Затем жрец, обратившись к королю и военачальникам, сказал: «Прослушайте правила, которые надлежит соблюдать в отношении человеческих жертв при погребении. Если вам удастся схватить одного человека, пока тело находится еще здесь, — одного будет довольно; но как только тело покинет этот дом, понадобится четыре человеческих жертвы; если вы их не раздобудете до того, как мы понесем тело в могилу, понадобится десять человек; после же погребения их должно быть пятнадцать. С завтрашнего утра начинается табу, и если к тому времени не будет принесена жертва, придется убить сорок человек!» Затем верховный жрец Хевахева вопросил начальников. «Где будет резиденция короля Лихолихо?» Они отвечали: «Где? Это тебе лучше знать». Тогда жрец заметил, что есть два подходящих места — Кау и Кохала. Военачальники остановились на последнем, так как там население было гуще. «Любое из названных мной мест годится для королевской резиденции, — прибавил жрец, — но в Коне ему оставаться нельзя, она осквернена». Все согласились. Наступило утро. Короля понесли хоронить. Народ понял, что он умер, и поднялся громкий плач. Когда несли тело от дома до усыпальницы — расстояние в шестьдесят шесть футов, — навстречу процессии попался один человек, преданно любивший усопшего; он бросился на военачальников, которые несли тело мертвого короля. Он так его любил, что хотел сам умереть. Военачальники отогнали его. Он предпринял еще несколько попыток умереть, но безуспешно. Калаимоку тоже задумал умереть с ним, но Хукио помешал ему исполнить этот замысел.
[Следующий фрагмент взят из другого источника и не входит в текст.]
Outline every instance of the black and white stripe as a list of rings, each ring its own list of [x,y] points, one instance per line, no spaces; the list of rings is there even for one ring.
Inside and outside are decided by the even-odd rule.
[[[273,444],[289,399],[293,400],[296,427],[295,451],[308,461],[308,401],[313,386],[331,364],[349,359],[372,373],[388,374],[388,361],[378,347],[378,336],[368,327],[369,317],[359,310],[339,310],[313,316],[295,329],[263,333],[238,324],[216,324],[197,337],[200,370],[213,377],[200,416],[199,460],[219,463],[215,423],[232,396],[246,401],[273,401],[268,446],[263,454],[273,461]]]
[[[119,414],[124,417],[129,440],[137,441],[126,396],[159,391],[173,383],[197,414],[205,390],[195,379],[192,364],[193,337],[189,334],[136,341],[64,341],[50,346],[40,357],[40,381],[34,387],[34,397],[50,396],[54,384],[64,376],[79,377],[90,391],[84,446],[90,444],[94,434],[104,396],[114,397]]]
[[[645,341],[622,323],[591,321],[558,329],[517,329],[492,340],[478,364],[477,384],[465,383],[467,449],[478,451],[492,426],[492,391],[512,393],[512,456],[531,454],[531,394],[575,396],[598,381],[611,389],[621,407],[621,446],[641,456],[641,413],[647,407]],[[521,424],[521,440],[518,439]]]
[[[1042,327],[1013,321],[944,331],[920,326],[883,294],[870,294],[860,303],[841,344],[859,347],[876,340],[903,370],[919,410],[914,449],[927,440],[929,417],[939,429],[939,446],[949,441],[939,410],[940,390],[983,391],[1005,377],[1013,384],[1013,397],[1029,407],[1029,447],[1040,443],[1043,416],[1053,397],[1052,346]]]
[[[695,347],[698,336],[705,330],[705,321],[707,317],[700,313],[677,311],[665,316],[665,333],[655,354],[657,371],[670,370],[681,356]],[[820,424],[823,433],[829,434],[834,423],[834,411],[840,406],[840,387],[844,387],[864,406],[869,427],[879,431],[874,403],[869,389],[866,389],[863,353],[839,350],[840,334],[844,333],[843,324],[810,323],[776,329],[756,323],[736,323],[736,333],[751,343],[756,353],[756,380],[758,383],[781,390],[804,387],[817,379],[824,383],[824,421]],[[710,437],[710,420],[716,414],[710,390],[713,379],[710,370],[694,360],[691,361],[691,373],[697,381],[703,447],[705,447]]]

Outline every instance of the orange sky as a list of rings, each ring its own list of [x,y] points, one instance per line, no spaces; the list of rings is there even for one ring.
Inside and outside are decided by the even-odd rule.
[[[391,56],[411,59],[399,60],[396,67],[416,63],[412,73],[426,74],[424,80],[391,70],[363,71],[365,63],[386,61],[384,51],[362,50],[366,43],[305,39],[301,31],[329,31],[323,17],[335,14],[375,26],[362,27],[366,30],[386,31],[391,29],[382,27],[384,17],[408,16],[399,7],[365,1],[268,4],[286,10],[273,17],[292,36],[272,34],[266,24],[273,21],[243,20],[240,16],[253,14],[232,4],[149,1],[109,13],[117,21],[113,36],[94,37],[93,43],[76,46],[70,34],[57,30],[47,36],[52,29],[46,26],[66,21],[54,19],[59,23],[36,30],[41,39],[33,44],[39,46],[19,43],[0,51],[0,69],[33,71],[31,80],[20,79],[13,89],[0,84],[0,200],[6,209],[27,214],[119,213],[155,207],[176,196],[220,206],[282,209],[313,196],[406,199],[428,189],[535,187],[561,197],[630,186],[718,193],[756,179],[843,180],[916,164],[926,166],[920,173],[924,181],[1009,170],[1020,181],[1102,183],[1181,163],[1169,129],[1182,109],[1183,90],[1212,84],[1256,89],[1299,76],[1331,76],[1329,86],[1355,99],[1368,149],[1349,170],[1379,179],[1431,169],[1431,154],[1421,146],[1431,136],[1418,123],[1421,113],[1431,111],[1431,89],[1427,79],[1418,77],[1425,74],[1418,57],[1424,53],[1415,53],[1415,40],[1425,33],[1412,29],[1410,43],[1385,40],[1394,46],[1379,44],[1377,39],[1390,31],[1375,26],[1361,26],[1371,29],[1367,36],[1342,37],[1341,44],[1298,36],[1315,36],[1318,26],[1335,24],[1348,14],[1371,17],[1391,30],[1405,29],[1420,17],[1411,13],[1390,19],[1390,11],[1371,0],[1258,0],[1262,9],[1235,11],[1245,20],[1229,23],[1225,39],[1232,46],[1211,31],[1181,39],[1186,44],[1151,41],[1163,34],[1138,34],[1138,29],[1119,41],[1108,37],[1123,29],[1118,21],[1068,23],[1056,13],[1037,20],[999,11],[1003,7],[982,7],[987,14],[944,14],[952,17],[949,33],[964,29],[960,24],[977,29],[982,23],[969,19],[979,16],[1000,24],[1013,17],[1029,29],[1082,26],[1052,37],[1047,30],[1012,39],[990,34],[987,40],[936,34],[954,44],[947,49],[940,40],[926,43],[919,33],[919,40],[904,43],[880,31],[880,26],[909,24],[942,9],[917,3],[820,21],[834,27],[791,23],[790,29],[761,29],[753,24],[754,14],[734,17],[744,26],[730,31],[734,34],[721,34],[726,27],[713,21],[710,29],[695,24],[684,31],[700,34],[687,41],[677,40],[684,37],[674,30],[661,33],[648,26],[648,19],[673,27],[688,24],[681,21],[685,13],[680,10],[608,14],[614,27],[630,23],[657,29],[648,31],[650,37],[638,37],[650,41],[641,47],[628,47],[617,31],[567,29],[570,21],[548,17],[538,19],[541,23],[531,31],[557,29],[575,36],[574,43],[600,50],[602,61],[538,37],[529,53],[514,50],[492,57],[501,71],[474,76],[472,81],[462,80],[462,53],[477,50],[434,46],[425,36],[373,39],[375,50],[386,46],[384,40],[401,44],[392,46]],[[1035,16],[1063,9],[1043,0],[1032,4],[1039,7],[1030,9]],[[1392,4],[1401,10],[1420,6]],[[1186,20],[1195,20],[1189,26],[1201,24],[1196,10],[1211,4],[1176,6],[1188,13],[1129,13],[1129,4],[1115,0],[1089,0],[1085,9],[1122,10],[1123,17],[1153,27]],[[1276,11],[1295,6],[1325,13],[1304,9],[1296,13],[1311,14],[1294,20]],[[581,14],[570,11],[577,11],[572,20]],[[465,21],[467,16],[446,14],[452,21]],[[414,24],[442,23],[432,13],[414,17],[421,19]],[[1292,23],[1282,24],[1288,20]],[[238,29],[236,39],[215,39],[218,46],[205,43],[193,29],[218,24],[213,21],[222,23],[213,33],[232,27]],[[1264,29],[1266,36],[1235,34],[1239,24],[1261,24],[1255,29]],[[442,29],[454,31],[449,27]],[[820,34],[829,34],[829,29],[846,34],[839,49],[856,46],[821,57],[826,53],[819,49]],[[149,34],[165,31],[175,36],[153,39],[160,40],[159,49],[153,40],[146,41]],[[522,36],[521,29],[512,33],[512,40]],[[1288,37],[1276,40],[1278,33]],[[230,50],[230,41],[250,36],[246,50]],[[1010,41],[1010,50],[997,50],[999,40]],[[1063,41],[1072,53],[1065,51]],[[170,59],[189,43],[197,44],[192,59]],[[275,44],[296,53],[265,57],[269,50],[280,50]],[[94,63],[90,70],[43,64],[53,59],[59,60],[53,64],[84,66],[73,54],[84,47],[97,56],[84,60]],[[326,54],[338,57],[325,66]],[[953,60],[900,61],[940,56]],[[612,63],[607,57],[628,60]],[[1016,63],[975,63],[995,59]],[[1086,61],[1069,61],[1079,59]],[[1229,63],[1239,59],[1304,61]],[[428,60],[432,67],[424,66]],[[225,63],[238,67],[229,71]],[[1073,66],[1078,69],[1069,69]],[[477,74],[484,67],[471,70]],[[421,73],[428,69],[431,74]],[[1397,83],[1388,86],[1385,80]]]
Наутро после смерти Камехамехи — по совету жрецов — Лихолихо со свитой отправился в Кохалу, чтобы покинуть место, оскверненное смертью. По обычаям того времени, когда где-нибудь умирал большой начальник, вся земля считалась нечистой и наследники искали пристанища в другой части страны; только после того как труп умершего подвергался обработке и его кости зашивались в мешок, земля считалась очищенной от скверны. Если покойный не был начальником, оскверненным считалось лишь жилище его. После погребения в нем опять можно было жить. Таков был закон.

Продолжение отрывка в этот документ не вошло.